Из-за забора углового дома ее взгляд ловят глубоко вдавленные в голову глаза — и хотя Маша прекрасно знает старуху, живущую в этом доме с начала времен, и это именно она звонила позавчера в «Сосны», чтобы сообщить, что батя помер и надо ехать скорей, Маша тем не менее не может вспомнить, как ее зовут, а старуха уже скрипит ржавой калиткой и семенит, держа мясистой ладонью юбку, к ней, чтобы придирчиво оглядеть, взять за предплечье — вот оно как, Машка, бывает, бог дал бог взял, ну пойдем, — и пока они идут к дому, старуха запутанно и от смущения немного грубовато пытается Маше что-то объяснить, но Маша не понимает, над чем тут подумать надо, что делать, и почему дом пустой сейчас, нету матери там, у бабы Люси она.
Старуха отпирает дверь Машиного родного дома выловленным из кармана юбки ключом, по-хозяйски заходит внутрь, топочет ногами, включает свет и, взяв Машу за плечо, мягко толкает ее в комнату: ну иди, там он.

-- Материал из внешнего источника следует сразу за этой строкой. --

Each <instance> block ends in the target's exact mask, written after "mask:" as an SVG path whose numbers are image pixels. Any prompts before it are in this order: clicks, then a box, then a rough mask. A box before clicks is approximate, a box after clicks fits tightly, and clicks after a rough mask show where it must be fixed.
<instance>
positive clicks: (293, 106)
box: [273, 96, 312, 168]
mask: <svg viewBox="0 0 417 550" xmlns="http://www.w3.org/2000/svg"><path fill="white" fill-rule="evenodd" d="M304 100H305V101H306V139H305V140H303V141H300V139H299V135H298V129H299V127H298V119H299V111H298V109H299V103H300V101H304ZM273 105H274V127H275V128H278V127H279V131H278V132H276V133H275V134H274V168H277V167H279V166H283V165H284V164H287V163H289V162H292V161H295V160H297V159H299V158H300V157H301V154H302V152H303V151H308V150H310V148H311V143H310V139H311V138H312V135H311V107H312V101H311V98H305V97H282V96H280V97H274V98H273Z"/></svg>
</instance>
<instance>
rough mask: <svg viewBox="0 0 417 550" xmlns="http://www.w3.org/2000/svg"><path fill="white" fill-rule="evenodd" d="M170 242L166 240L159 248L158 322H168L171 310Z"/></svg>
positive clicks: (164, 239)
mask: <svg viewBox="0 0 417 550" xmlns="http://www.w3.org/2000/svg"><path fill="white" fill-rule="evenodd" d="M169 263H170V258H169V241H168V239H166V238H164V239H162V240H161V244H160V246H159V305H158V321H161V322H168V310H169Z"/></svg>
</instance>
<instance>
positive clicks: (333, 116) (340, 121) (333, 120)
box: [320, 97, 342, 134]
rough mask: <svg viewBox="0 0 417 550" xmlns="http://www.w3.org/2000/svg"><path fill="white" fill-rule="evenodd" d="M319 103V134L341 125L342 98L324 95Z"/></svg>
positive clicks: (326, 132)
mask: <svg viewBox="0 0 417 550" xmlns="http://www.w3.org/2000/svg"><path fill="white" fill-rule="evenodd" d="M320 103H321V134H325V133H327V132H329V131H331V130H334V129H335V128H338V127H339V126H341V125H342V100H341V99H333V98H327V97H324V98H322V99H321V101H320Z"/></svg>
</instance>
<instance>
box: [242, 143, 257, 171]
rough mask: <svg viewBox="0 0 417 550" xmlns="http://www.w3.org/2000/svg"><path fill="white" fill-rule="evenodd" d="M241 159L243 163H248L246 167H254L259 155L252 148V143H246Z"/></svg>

Лицом она указывает в сторону двери, а сама идет в кухню: тарелки посчитаю.
Оставшись одна, Маша замечает в себе секундное удивление, почему завешано зеркало и такой ужасный воздух — ах да, да, — и толкает дверь. В комнате сумрачно, и Машины глаза еще с полминуты привыкают к сумраку, прежде чем она различает стоящий на стульях гроб, а в нем — своего отца в костюме и при галстуке. Маша толком не знает, что делать; садится рядом, смотрит на отца, но ей совсем не хочется трогать его — ни руки, ни лицо. Она отворачивается.